Not having received any response from Your Holiness, we have reached the decision to ask You, respectfully and humbly, for an Audience, together if Your Holiness would like. We attach, as is the practice, an Audience Sheet in which we present the two points we wish to discuss with you.
Most Holy Father,
A year has now gone by since the publication of “Amoris Laetitia.” During this time, interpretations of some objectively ambiguous passages of the post-synodal Exhortation have publicly been given that are not divergent from but contrary to the permanent Magisterium of the Church. Despite the fact that the Prefect of the Doctrine of the Faith has repeatedly declared that the doctrine of the Church has not changed, numerous statements have appeared from individual Bishops, Cardinals, and even Episcopal Conferences, approving what the Magisterium of the Church has never approved. Not only access to the Holy Eucharist for those who objectively and publicly live in a situation of grave sin, and intend to remain in it, but also a conception of moral conscience contrary to the Tradition of the Church. And so it is happening – how painful it is to see this! – that what is sin in Poland is good in Germany, that what is prohibited in the archdiocese of Philadelphia is permitted in Malta. And so on. One is reminded of the bitter observation of B. Pascal: “Justice on this side of the Pyrenees, injustice on the other; justice on the left bank of the river, injustice on the right bank.”

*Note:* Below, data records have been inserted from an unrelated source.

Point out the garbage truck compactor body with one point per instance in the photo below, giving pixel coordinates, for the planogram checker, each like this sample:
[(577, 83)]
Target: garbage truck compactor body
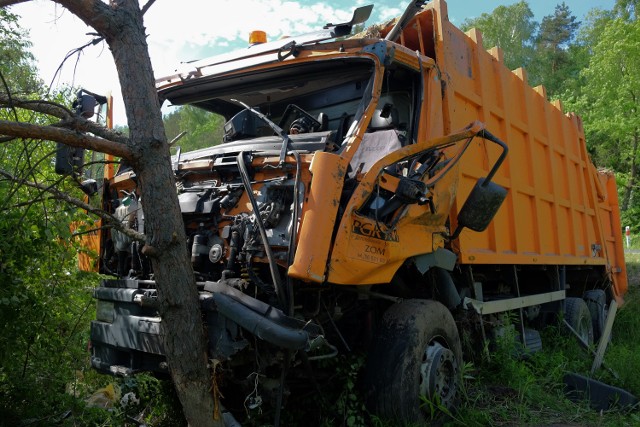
[(386, 194)]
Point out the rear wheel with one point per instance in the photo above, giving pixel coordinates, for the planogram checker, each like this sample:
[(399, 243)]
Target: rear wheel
[(416, 353), (577, 315)]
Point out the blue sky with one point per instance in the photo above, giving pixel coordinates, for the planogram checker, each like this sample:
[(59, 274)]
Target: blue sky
[(192, 29)]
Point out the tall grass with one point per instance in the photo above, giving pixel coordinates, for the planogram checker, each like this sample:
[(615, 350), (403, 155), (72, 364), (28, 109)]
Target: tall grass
[(506, 390)]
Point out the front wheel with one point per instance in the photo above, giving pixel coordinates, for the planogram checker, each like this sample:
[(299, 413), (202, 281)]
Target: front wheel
[(415, 359)]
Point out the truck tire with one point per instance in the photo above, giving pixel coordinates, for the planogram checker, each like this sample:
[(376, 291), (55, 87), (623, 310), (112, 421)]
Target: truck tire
[(416, 352), (596, 300), (577, 315)]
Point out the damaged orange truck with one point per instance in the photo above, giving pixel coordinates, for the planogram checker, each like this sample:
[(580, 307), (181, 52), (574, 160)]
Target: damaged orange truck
[(386, 194)]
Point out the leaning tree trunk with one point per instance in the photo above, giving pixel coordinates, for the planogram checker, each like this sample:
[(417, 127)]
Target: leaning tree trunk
[(120, 23), (633, 173)]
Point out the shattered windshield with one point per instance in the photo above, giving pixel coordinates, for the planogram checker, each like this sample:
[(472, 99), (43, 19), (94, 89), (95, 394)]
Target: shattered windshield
[(315, 96)]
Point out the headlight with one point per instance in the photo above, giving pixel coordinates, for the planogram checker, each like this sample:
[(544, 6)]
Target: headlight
[(105, 311)]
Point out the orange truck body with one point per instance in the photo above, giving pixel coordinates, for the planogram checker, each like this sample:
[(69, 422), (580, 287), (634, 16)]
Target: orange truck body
[(559, 208), (435, 190)]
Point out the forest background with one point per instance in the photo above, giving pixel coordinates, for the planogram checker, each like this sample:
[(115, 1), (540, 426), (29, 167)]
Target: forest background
[(592, 66)]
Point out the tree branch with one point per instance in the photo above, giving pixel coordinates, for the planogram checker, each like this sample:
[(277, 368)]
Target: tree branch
[(94, 13), (108, 218), (69, 119), (4, 3), (65, 136), (147, 6)]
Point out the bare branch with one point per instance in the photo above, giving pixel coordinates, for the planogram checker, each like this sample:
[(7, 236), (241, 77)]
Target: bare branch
[(108, 218), (4, 3), (70, 120), (147, 6), (68, 137), (94, 13)]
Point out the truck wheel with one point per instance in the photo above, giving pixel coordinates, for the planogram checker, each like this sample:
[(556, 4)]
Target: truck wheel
[(577, 315), (596, 301), (416, 353)]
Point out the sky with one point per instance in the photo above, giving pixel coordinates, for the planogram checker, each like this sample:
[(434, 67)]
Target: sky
[(186, 30)]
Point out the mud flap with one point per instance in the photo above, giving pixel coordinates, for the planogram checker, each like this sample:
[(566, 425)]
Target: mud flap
[(601, 396)]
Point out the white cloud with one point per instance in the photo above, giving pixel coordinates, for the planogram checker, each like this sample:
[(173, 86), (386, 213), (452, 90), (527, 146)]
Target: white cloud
[(178, 32)]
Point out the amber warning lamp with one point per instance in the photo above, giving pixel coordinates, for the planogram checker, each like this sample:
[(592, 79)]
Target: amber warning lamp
[(257, 37)]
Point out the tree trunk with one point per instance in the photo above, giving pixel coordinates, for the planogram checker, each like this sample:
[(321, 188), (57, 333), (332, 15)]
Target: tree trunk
[(633, 172), (120, 23)]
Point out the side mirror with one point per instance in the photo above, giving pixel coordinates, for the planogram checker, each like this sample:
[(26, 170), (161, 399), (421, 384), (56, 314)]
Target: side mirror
[(69, 160), (85, 105), (480, 207), (242, 125)]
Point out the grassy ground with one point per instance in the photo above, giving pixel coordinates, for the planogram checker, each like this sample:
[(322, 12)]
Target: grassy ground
[(505, 391)]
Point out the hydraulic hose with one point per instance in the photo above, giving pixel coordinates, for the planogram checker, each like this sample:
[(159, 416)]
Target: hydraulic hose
[(273, 267)]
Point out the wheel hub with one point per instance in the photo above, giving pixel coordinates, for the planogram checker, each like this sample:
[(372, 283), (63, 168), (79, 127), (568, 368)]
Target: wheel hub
[(438, 372)]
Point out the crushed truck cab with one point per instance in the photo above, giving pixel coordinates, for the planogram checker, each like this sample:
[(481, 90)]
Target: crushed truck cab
[(381, 194)]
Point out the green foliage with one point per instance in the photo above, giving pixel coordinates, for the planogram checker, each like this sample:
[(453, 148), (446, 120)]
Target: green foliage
[(555, 62), (17, 68)]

Numerous competent lay faithful, who are deeply in love with the Church and staunchly loyal to the Apostolic See, have turned to their Pastors and to Your Holiness in order to be confirmed in the Holy Doctrine concerning the three sacraments of Marriage, Confession, and the Eucharist. And in these very days, in Rome, six lay faithful, from every Continent, have presented a very well-attended study seminar with the meaningful title: “Bringing clarity.”
Faced with this grave situation, in which many Christian communities are being divided, we feel the weight of our responsibility, and our conscience impels us to ask humbly and respectfully for an Audience.
May Your Holiness remember us in Your prayers, as we pledge to remember You in ours. And we ask for the gift of Your Apostolic Blessing.
Carlo Card. Caffarra [Ed: pictured above]
Rome, April 25, 2017
Feast of Saint Mark the Evangelist – Source
1. Request for clarification of the five points indicated by the “dubia;” reasons for this request.
2. Situation of confusion and disorientation, especially among pastors of souls, in primis parish priests.
The absolutely scandalous writings of Monsignor Basil Loftus, the Leeds priest who lives in the Scottish Highlands (a mystery in itself) continue to savage Cardinal Burke and anyone else who dares to question Amoris Laetitia. This week, Cardinal Burke is rudely told to “get a life”. That is, to stop “[yearning] for “all the episcopal carnival costume, music-hall headgear for the clergy, clerical dominance, virtual contempt for women, effective contempt for laity, legalism, literalism and dogmatism which were the hall-marks of the pre-conciliar Church.”
Yip – for 2,000 years, since the time of Christ Himself until 1962, the above describes the Church; in the new Religion for Dummies, nothing, absolutely nothing, was right until Vatican II. When Our Lord promised his Apostles that He would send the Holy Spirit upon them to remind them of all that He had taught etc. He simply forgot to mention that said descent of the Holy Ghost wouldn’t occur until 1962.
So, what are we to make of the fact that Papa Francis steadfastly refuses to respond to the concerns of his cardinals in the matter of the unchangeable teaching of Christ on marriage, beyond the self-evident fact that it encourages blatant dissenters like Mgr Loftus to continue with their assaults on Holy Mother Church? Is there anything that can be done to force the Pope to respond?